MIDRAND, South Africa – An audit committee has highlighted irregularities in the running of the Pan African Parliament and asked the Bureau, the top administrative unit, to urgently resolve the case of the Clerk to Parliament for him to give strategic direction to the Secretariat.
The Committee on Audit and Public Accounts (CAPA) observed that there is non-compliance of PAP with the African Union procurement guidelines; a high turnover of Clerks to Parliament; inadequate staffing and a lack of a disaster recovery plan (DRP) and business continuity plan (BCP).
The DRP and BCP are meant to safeguard the activities of PAP and to ensure that disruption of its activities is mitigated in case of any unforeseen events that may impact on its ability to continue in existence or functioning as an organ of the AU.
The Chairperson of the Committee, Hon. Sekou Fantamadi Traore (Mali), presented the Report for the period until the end of December 2018 to a sitting of the PAP plenary on Wednesday, 9 October 2019.
He said that instability in the position of the Clerk might lead to ineffectiveness of PAP operations.
“The Bureau having the power to terminate the employment of the Clerk may undermine the independence of the Clerk and hence limit the ability of the Secretariat to discharge its duties,” said Hon. Sekou Traore recommending that “The position of the Clerk needs to be protected to ensure stability and effective service delivery in the administration of PAP.”

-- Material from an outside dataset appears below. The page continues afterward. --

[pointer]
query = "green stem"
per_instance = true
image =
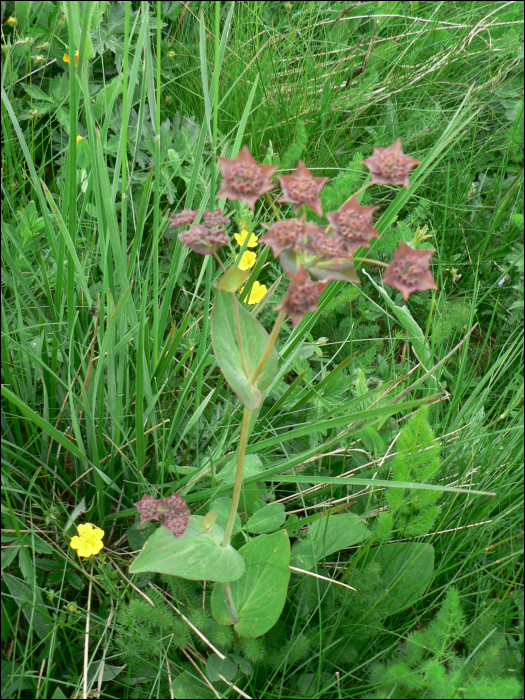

In parliamentary practice the world over, the Clerk of Parliament is the head of the technical wing composed of staff that provide support for legislators to effectively perform their mandate.
“The removal of the Clerk should not be as sole decision of President of the Bureau, as it is currently the practice. Rather, the Clerk can be removed by a majority consensus of two-third consensus of the Members of Parliament in Plenary,” said Hon. Mohammed-Mubarak Muntaka (Ghana), quoting from the external auditors report.
The Pan African Parliament has had four Clerks in a period of four years, a situation that has generated controversial debate in the plenary, often times pushing the President, Roger Nkodo Dang, to disassociate himself from having a hand in the impasse.
The committee observed that an unapproved amount of $515,901 was spent on accommodation, conference facilities and interpretation equipment during the first session of the Fifth Parliament held in Kigali, Rwanda in October 2018.
The Chairperson said that this was above the $100,000 threshold approved by PAP as provided by the AU Procurement Manual.
“It is a sign of deficiency in the internal control system of the PAP and would lead to lack of accountability and probity. Development partners and other stakeholders will not have confidence in the ability of the PAP to manage its funds to achieve value for money,” he said.
The committee also recommended a review of the PAP structure and to fill up vacant positions in the current structure as well as exploring the possibility of temporary short term employment of staff in areas that require urgent attention.